Short-chain fatty acids (SCFAs) are known as significant microbial metabolites (Mohseni et al., 2020; Fang et al., 2021; Zhang et al., 2022). The group of SCFAs mainly includes acetate (C2), proprionate (C3), and butyrate (C4) (Liu et al., 2018; Guan et al., 2021). They are produced in different amounts; i.e., in the colonic lumen, the proportion is as follows: 60% acetate, 25% proprionate, and 15% butyrate (Canani et al., 2011). An appropriate ratio is 3:1:1 for acetate, proprionate, and butyrate, respectively (Nogal et al., 2021). The highest concentration of SCFAs is observed in the proximal colon (7–140 mM) (Sun et al., 2017; Liu et al., 2018).

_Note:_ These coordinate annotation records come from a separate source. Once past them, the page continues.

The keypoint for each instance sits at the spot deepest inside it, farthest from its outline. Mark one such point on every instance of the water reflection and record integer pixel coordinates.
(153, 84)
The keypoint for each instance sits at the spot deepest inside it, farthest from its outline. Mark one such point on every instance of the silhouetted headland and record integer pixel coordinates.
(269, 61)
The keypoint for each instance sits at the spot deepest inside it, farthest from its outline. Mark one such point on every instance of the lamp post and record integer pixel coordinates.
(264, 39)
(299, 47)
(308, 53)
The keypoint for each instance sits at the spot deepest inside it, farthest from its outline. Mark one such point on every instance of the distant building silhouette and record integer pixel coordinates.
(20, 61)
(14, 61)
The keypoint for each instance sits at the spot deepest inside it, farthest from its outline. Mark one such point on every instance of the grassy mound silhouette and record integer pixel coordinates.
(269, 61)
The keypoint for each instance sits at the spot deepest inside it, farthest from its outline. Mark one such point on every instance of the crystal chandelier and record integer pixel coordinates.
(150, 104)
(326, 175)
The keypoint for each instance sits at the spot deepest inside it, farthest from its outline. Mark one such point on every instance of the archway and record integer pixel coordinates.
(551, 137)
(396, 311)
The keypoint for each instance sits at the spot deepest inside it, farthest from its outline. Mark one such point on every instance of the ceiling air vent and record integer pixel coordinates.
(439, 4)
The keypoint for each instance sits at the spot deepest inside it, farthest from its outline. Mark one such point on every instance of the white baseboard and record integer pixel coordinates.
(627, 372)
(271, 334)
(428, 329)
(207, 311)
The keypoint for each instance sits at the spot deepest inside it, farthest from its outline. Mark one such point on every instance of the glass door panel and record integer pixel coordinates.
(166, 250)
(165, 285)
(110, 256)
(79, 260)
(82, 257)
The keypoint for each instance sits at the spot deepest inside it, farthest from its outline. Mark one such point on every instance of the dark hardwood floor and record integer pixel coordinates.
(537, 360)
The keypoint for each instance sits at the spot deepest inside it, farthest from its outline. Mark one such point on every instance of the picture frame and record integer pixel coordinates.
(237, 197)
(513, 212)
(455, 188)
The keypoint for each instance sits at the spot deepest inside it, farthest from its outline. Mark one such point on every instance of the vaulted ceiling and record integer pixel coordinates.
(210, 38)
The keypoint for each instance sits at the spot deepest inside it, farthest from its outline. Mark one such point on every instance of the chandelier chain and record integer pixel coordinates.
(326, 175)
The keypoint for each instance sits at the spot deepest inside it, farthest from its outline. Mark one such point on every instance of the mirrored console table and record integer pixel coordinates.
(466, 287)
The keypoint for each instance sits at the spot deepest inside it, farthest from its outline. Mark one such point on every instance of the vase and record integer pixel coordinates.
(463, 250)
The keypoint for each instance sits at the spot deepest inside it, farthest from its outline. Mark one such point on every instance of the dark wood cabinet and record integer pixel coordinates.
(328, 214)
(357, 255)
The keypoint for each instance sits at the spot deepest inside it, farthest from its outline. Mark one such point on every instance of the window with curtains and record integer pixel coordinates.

Butyrate (a key bacterial metabolite) is produced in the colon through bacterial fermentation using dietary fibers and starch as sources (Louis and Flint, 2017). Butyrate-producing microbes are bacteria belonging to the Firmicutes phylum. According to some data, the most important butyrate-producer is Faecalibacterium prausnitzii (Kaźmierczak-Siedlecka et al., 2022). Butyrate provides multiple effects in the human body. Among others, it has anti-inflammatory properties (inhibits the pro-inflammatory mediators TNF-α, IL-1β, IL-6, and IL-8 as well as upregulates the anti-inflammatory IL-10) and affects intestinal mucosal immunity (for instance, through regulation of immune cell migration) (Liu et al., 2018). Sodium butyrate (NaB), which is a salt of butyric acid, is characterized by a wide range of beneficial properties/activities. NaB has been investigated in case of several diseases, such as inflammatory bowel diseases (IBDs) (Chen et al., 2018; Facchin et al., 2020), non-alcoholic fatty liver disease (NAFLD) (Zhou et al., 2017; Zhang et al., 2021), and obesity (Fang et al., 2019; Beisner et al., 2021). During the last several years, an increasing interest in the effect of NaB usage in the context of colorectal cancer has been observed.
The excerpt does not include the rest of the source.